3) Je ne peux pas répondre à la place du secrétaire d'État compétent.

4) Le secrétaire d'État compétent a réalisé une analyse d’impact des réglementations de l’arrêté royal d’application de la loi programme du 19 décembre 2014. Cette analyse d’impact n’avait pas identifié les conséquences sur les étudiants et chercheurs boursiers de la coopération au développement. Je ne suis pas compétent pour juger de l’impact sur le rayonnement de nos universités à l’étranger.

5) Je ne peux pas répondre à la place du secrétaire d'État compétent.

6) Cette question doit être posée à mon collègue. Comme vous le soulignez vous-même dans votre introduction, cette loi a des conséquences sur la coopération au développement et je prendrai toutes les mesures nécessaires pour en minimiser l’impact.

7) Nous n’avons pas encore été interpellé par les gouvernements des pays partenaires au sujet de l’introduction de la redevance. À ma connaissance, la mesure n’a pas été discutée avec ces pays.

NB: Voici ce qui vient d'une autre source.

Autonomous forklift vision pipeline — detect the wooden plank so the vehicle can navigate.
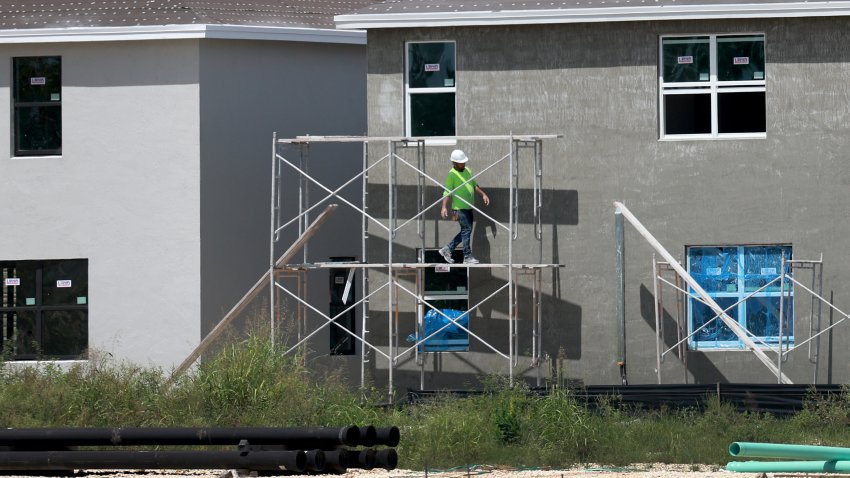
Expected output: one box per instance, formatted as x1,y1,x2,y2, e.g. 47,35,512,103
171,204,337,380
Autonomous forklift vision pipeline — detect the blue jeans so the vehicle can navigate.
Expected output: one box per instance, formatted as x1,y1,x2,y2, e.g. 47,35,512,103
446,209,473,258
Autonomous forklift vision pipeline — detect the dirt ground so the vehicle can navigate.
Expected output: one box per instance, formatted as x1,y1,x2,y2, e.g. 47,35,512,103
4,464,760,478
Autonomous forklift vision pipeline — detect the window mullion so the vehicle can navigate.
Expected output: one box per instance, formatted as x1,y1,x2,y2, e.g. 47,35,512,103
708,35,720,136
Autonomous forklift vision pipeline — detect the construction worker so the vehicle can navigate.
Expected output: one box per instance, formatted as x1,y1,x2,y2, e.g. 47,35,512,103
440,149,490,264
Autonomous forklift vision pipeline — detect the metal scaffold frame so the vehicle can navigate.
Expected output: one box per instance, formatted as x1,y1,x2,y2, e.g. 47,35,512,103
269,135,561,402
614,202,850,384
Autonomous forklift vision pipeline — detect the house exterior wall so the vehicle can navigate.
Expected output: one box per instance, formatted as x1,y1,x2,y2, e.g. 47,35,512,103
368,18,850,388
0,40,200,367
200,40,366,375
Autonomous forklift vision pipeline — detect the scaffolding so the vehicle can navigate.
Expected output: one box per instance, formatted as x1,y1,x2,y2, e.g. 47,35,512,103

8) Je ne peux pas répondre à la place du secrétaire d'État compétent.

9) Je ne peux pas répondre à la place du secrétaire d'État compétent.

10) Ma politique des bourses de la Coopération au développement pour la venue des étudiants et chercheurs des pays en voie de développement dans nos universités est inchangée. Leur budget s’élève à 14 262 000 euros en 2015 et est en légère augmentation.